A: Well, I like to ask them questions: How much Al-Jazeera have you watched? Invariably, the answer is "None." Then I ask, "How can you feel so strongly about it?" America seems so polarized. People have such strong opinions based on almost nothing but other people's opinions, and that's true of the left, too. People have forgotten they can find out facts by themselves. Billions of people watch Al-Jazeera on YouTube. You can watch us live. Even if you didn't watch that, you can go to the website. These people have not done much homework. Never have I seen people be so ignorant, and have such strong feelings about a subject they don't understand. It'd be like me saying, "I hate Indian food, and I hate it so much that I want to burn down an Indian restaurant." Someone might ask, "Gee, have you ever eaten Indian food?" and I'd say, "No, but that doesn't matter. I still want to burn down an Indian restaurant." What would people think if I said that? They'd think I was crazy.

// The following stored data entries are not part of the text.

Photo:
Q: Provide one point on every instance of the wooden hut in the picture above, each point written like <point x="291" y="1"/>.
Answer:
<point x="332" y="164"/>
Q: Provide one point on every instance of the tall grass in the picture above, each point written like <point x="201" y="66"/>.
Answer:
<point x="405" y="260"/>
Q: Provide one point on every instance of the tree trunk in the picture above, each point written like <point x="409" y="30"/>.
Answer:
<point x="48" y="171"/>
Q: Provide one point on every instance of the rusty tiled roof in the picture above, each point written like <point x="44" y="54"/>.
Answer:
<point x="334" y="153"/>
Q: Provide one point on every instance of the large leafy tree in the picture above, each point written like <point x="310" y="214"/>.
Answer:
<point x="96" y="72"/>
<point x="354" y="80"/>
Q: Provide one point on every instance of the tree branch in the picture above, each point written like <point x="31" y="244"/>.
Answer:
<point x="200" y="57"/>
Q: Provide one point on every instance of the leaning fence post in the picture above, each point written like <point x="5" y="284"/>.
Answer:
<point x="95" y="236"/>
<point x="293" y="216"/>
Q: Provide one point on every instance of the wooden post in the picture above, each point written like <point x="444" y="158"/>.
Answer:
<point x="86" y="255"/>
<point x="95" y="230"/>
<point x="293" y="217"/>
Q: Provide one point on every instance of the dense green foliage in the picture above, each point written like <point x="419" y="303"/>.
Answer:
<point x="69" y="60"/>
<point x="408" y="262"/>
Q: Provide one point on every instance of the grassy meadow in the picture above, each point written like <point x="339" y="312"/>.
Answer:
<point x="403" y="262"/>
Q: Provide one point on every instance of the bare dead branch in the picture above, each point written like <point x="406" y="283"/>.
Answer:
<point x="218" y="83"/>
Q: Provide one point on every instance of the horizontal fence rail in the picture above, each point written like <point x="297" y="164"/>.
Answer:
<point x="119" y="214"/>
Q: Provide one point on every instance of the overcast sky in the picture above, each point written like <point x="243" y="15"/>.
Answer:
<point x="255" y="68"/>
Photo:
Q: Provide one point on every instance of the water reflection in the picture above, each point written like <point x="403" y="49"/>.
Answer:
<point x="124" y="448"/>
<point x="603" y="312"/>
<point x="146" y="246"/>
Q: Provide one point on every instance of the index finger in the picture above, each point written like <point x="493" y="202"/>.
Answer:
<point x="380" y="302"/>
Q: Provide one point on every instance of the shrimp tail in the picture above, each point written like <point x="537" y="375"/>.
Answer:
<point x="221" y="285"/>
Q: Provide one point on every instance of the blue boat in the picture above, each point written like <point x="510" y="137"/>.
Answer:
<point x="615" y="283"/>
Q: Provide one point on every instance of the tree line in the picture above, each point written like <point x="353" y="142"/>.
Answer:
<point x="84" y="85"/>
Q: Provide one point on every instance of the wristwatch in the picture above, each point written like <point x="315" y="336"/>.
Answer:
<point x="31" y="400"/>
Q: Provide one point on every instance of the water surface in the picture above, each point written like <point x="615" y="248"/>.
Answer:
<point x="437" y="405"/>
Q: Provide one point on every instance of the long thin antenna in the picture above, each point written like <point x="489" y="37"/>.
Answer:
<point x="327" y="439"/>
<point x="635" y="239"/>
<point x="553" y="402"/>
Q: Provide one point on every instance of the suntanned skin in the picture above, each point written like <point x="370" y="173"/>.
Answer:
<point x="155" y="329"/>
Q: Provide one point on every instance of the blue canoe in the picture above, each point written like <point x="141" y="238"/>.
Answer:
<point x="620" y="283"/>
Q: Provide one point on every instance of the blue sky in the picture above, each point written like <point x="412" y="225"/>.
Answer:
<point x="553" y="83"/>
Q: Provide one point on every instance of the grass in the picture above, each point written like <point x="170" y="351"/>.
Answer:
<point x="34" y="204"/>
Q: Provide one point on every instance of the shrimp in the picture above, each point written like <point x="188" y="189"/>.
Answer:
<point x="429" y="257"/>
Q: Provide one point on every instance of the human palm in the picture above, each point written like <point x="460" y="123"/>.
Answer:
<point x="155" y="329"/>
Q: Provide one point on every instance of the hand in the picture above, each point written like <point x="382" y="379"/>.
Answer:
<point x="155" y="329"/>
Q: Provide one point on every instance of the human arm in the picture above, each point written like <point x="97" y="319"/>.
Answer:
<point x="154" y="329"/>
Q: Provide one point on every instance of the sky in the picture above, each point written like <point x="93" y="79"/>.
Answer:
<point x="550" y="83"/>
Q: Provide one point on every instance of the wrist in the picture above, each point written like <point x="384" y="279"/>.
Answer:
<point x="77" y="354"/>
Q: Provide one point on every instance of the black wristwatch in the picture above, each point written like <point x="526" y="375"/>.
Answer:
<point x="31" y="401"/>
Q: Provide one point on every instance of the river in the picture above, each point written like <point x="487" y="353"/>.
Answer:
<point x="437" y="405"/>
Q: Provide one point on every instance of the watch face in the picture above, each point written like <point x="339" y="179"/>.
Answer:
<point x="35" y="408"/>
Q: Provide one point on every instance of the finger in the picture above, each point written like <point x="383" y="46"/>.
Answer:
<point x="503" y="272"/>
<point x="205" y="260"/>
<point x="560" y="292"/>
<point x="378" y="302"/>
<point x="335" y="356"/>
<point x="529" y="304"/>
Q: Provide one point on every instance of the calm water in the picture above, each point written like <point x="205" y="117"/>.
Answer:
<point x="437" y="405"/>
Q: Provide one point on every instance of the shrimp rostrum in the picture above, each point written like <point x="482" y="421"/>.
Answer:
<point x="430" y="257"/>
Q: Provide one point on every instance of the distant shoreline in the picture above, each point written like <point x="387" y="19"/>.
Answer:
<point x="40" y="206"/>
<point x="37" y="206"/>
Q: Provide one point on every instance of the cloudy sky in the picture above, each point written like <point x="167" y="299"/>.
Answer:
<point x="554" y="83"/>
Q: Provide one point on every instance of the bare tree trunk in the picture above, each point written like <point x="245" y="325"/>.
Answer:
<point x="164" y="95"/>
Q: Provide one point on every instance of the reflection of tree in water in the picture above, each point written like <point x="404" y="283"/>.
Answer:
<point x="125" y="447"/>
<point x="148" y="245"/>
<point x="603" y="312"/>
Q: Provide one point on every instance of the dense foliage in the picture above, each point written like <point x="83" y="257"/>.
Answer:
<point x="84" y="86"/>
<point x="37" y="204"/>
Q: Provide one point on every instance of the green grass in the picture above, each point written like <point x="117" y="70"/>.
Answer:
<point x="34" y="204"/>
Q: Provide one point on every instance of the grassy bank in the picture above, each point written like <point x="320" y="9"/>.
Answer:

Q: What are the most common misperceptions?
A: First, they say that we show beheadings. It's a black and white fact that Al-Jazeera has never shown a beheading. The European media started that, and they've apologized, although the American media never has. That all started with the Daniel Pearl tape. Al-Jazeera showed only the first part of the tape to prove it was true, and that was after CNN showed it. I was on O'Reilly's show, and told him that it wasn't true about the beheadings, but he never followed up on that. Opinion Nation. That's what we've become. Truthiness is such a perfect word for our time.
Q: And what's another misperception?
A: That Al-Jazeera is the mouthpiece of Al Qaeda. Well, look at what Al Qaeda actually says about us. They call us pro-Zionist, pro-Western and infidel. Al Qaeda HATES Al-Jazeera. HATES us. That's why they started their own network. We were the first Arab news station to put on Israeli officials to explain their point of view. Before, all the news was state-run; you never saw the Israel point of view.
Q: What's a drawback about working at Al-Jazeera?
A: Well, when we first launched Al-Jazeera/English, one of the most honest criticisms of us was that it looked like Apocalypse TV. I think Al-Jazeera felt that Western media spends too much time on entertainment and celebrities, and we were there to give voice to the underdog. We were more serious, and very, very hard-hitting. But after three months on the job, you could almost have post-traumatic stress syndrome. We're trying to find more balance now.
Q: What's with http://www.aljazeera.com and AlJazeera.info?
A: They have nothing at all to do with Al-Jazeera.net. They're the number one source of misinformation on Al-Jazeera. It's where people naturally go when they're Googling Al-Jazeera, and right away they come to alJazeera.com, and it's the worst conspiracy stuff you've ever seen, and people think this is the network. Al-Jazeera filed a lawsuit against it in 2004 or 2005, but we lost, because Al-Jazeera is a common word in the Middle East. It means "island," and so you have Al-Jazeera coffee shops, Al-Jazeera airline, Al-Jazeera restaurants -- and none of them have anything to do with the network. But the other guys, the alJazeera.com guys, had that name going back to 1992. But what Al-Jazeera.net did win in that lawsuit was that the alJazeera.com had to put up a disclaimer. It's not easy to find. When they first offered me this job, the first thing I did was Google Al-Jazeera, and alJazeera.com came up, with all this inflammatory stuff -- they said the US had caused the Indonesian tsunami with a nuke, and that the Koran said it was OK to beat your wife. I was, like, oh my gosh, I can't work for this company! I wonder if that's what the people in Golden saw -- if they went to alJazeera.com. If you went to Al-Jazeera.net, there's nothing on our site that you wouldn't find on the BBC.